Bernhard Fragner ist Geschäftsführer der GlobeAir, betreibt eine Flotte mit 20 Flugzeugen und beschäftigt 170 Mitarbeitende. Am Linzer Flughafen hat Fragner im Dezember 2024 einen eigenen Wartungsbetrieb aufgebaut.
© BeigestelltKleine Branche kämpft um Sichtbarkeit
In Österreich hängen direkt und indirekt rund 8.500 Jobs und 2,2 Mrd. Euro Bruttowertschöpfung an der Businessjet-Branche, die sich über den Verband ABAA organisiert. Dort ist MJET-Chef-Darko Cvijetinovic für Government Affairs zuständig. Er beobachtet eine Veränderung in der Wahrnehmung der Business Aviation: „Die Zusammenarbeit mit dem Ministerium war auch unter grüner Führung eine konstruktive. Eine Stärkung des Wirtschaftsstandorts rückt nun aber merkbar in den Vordergrund. Die Politik ist bemüht, im Vergleich zu den anderen Mitgliedsstaaten einen Fair Playground zu schaffen.“
Einen Bürokratieabbau würden sich die Geschäftsflieger beim Workflow für die Mineralölsteuerbefreiung wünschen. „Wir müssen als Bedarfsflugunternehmen einen sogenannten eingeschränkten Freischein ausgestellt bekommen. Dieser Prozess ist mit unverhältnismäßig hohem Aufwand verbunden, wie das Vorlegen der Rechnungen an Endkunden, was wiederum schwierig ist, wenn Broker (Vermittler) involviert sind, was aber durchaus üblich ist in der Branche. Das ist nicht nur logistisch kompliziert, sondern führt auch zu Verzerrungen im Wettbewerb und schlussendlich auch dazu, dass viele gar nicht mehr in Österreich tanken, wenn es die Umstände erlauben.“


Darko Cvijetinovic ist Managing Director beim Anbieter MJET, der 17 Maschinen auf Kurz- und Langstrecke anbietet. Er ist im Geschäftsfliegerverband ABAA für die Behördenkontakte zuständig und um Bürokratieabbau und mehr Sichtbarkeit der Branche bemüht, die indirekt rund 8.500 Jobs schafft.

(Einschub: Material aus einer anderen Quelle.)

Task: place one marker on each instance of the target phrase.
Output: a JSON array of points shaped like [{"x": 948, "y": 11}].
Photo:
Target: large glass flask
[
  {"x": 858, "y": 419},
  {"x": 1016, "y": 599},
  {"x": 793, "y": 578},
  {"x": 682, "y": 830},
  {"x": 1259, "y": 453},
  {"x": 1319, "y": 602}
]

© BeigestelltHausgemachter Fachkräftemangel
An Kunden mangelt es der Branche nicht, an Fachkräften aber durchaus. Mitarbeitende zu finden, ist für die Geschäftsflieger zum großen Thema geworden: Pilot:innen sind einfacher zu gewinnen, weil die durch die Dienstplangestaltung auch woanders in Europa leben können bzw. stationiert sind. Gebraucht werden in den Hauptquartieren aber Flugzeugtechniker, Dispatcher und Flugdienstberater:innen. „Das ist Mangelware in Österreich“, gibt Cvijetinovic zu, „und auch ein hausgemachtes Problem. Wir haben als Branche in den letzten Jahrzehnten zu wenig gemacht. Durch die Diskretion kennt man unser Geschäft in der breiten Öffentlichkeit zu wenig.“ Mit geplanten Vorstellungen bei Aktionen wie der Flugtechnik-HTL oder der Uni Krems soll nun gegengesteuert werden. GlobeAir-Mann Fragner behilft sich selbst und bildet seit kurzem erstmals Luftfahrtzeugtechnik-Lehrlinge aus - im eigenen Wartungsbetrieb am Linzer Flughafen.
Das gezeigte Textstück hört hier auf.